Big Bill France may have been laid low by that debilitating mental illness. But even with that he was, quite literally, a $6 million man.

An inventory of his property, filed on Jan. 11, 1988, showed he was personally worth $5,845,729.58, not including his wife's interests.

About $3.7 million of that is in some 266,000 shares he owns of the stock of International Speedway Corp., the company he formed that owns the speedways at Daytona, Darlington, S.C., and Talladega, Ala.

NASCAR itself issued only six shares, and France owned less than a share (.9672), which was valued in 1989 at $353,048.

France himself is responsible for nearly every penny of that wealth, for when he and his young family arrived in Daytona in 1934, he had $25 in his pocket and $75 in the bank.

A native of Washington, D.C., France was then a young mechanic who drove race cars on the tracks around the nation's capital and the East Coast. Although the nation was in the throes of the Great Depression, France worked a variety of jobs. His move south, originally with Miami in mind, was simply to get a fresh start.

Curiosity drew him to Daytona and Ormond beaches for a visit. He was well aware that the great land speed trials had been held there since 1902. He and his wife decided this was where they wanted to be, so they rented a three-room bungalow in Daytona for $13.50 a month.

Six months after France's arrival, the great land speed era at Daytona ended with Sir Malcolm Campbell's 330 mph run on the hard-packed sand at Daytona. The speeds had become too fast for the narrow beach and Campbell moved to the Bonneville Salt Flats in Utah.

To fill the void, Daytona leaders staged the first beach race for stock motor cars in 1936. France helped organize the event and raced in it, too. He was credited with a fifth-place finish, although the event was so chaotic, no one really knew who finished where.

That first effort lost $22,000, but France and others doggedly pressed forward and managed to continue staging the race. France became the promoter in 1938 and began holding two races a year. He also continued racing, winning in 1938 and 1940.

It was an era when a lap prize could be $5 credit at the Red Pig Barbeque, a box of extra fancy Hav-a-Tampa cigars, a bottle of rum from the Walgreen Liquor Store or $25 credit at Dick Rose's used-car lot.

After World War II, the popularity of the beach races mushroomed. Manufacturers became actively involved. They engineered modifications in their passenger cars to make them better for the races.
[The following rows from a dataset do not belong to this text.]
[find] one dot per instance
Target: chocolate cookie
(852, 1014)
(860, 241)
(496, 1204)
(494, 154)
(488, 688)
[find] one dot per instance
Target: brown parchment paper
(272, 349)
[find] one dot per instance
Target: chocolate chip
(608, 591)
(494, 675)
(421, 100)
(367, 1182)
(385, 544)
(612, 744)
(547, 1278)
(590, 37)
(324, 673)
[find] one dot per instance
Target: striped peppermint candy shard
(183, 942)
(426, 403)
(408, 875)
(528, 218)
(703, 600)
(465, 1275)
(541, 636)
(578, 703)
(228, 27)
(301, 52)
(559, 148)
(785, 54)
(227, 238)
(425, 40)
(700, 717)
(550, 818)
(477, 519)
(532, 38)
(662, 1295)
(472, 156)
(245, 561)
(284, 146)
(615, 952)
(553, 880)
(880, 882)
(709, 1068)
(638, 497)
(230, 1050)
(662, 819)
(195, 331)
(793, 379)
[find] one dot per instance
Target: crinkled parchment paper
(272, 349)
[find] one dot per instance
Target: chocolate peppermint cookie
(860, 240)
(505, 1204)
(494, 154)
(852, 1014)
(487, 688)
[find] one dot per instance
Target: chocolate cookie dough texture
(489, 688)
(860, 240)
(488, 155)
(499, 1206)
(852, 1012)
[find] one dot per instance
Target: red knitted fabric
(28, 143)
By 1948 - only a year after he organized NASCAR - France realized that the days of beach racing were numbered. Simply, there was not enough room for all the fans.

It took 11 years and a seemingly endless series of roadblocks for France to overcome, but by 1959, the Daytona International Speedway was built and made ready for its first race.

The success of NASCAR made France a wealthy man. But by 1988, he certainly had not become the Donald Trump of Daytona Beach. He did not enrich himself at the expense of his organization.

France and his wife live in a $350,000 house on the Halifax River in Ormond Beach. And he held interest in several parcels of land, including some oceanfront acreage, in the town of Ponce Inlet, where the beach course was located in the 1940s and 1950s.

Beyond that, his only property is a couple of modestly valued lots in Volusia County, the court file shows.

In 1989, the France family began selling some of his assets to ease the tax burden on his estate. They set up a gift program for his descendants. The Ponce Inlet beachfront property was sold. On June 20, 1989, NASCAR purchased France's stock in the organization.

"It's sad," Earles said. "He doesn't know anyone anymore. But I think so much of Bill. He's a man who always thought about improving everything he's ever done."